Beckett Comics did an outstanding job on their freebie as well with their sample offering of The Ballad of Sleeping Beauty. It's a western, believe it or not- although you wouldn't have guessed it by the title, but it comes at a good time in my life when I'm just crazy about HBO's Deadwood and a sudden craving to be checking out some Sergio Leone's spagetitti western DVDs. It's a western with some Brother Grimm elements, some fantasy elements and some horror elements. It sort of reminds me of this big book I bought from Mojo Press called Weird Business - it's a heady brew that packs a wallop of a tale and the storyline, the artwork, and the quality instantly makes me yearn for more. But it wasn't until I finished reading the book that I realize that an old correspondance buddy of mine, Jeff Amano was involved with the cover and was the CEO of the Beckett's comic book line. I first heard and communicated with Jeff when I sent out a submission packet of the Deposit Man to him back in '95 or '96 when he was self publishing a excellent book called Taoland that was years ahead of its' time when Jeff was experimenting with computer graphics. We wound up Christmas Card buddies for a while.
Oni Press allowed people to sample a issue of Andi Watson's Love Fights.
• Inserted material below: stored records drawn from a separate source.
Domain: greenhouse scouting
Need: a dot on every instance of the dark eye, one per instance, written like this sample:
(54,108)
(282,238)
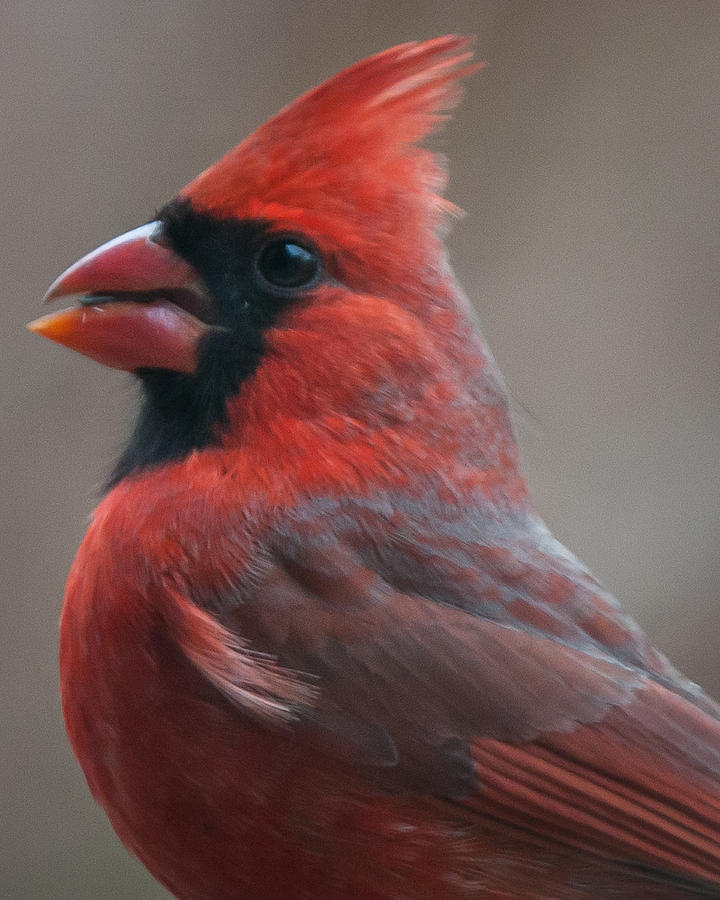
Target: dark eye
(285,263)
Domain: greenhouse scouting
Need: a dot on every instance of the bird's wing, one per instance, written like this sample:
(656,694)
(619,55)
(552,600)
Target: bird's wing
(556,736)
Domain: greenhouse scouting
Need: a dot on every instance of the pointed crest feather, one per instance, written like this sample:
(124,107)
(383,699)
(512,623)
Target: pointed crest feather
(342,162)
I used to scarf up any Oni Press Title when I had money to do so. I was led to believe that when Oni first started out that they were a imprint of Dark Horse comics- but like defectors from Marvel to form Image, I guess the same applied to Dark Horse refugees to form Oni. But I like their ideas and concepts that nearly all their titles were nothing more than one shots or four issue limited series. I assume all that changed with Queen & Country, and now I guess this is a on going series also. It's a charming person to person dramedy set wthin a super-hero culture. Reminds me of a lighter side of George R.R. Martin's Wildcards series where you're a nobody or you're not chic if you're not endowed with super powers. Very cinematic and it's storyboarded like a episode you would catch on Adult Swim. The flip side has a eight page rough penciled preview of Everest: Facing the Goddess by Greg Rucka and Scott Morse. It didn't really do much for me.
And the rest tomorrow. Plus your cards and letters. If I can find them.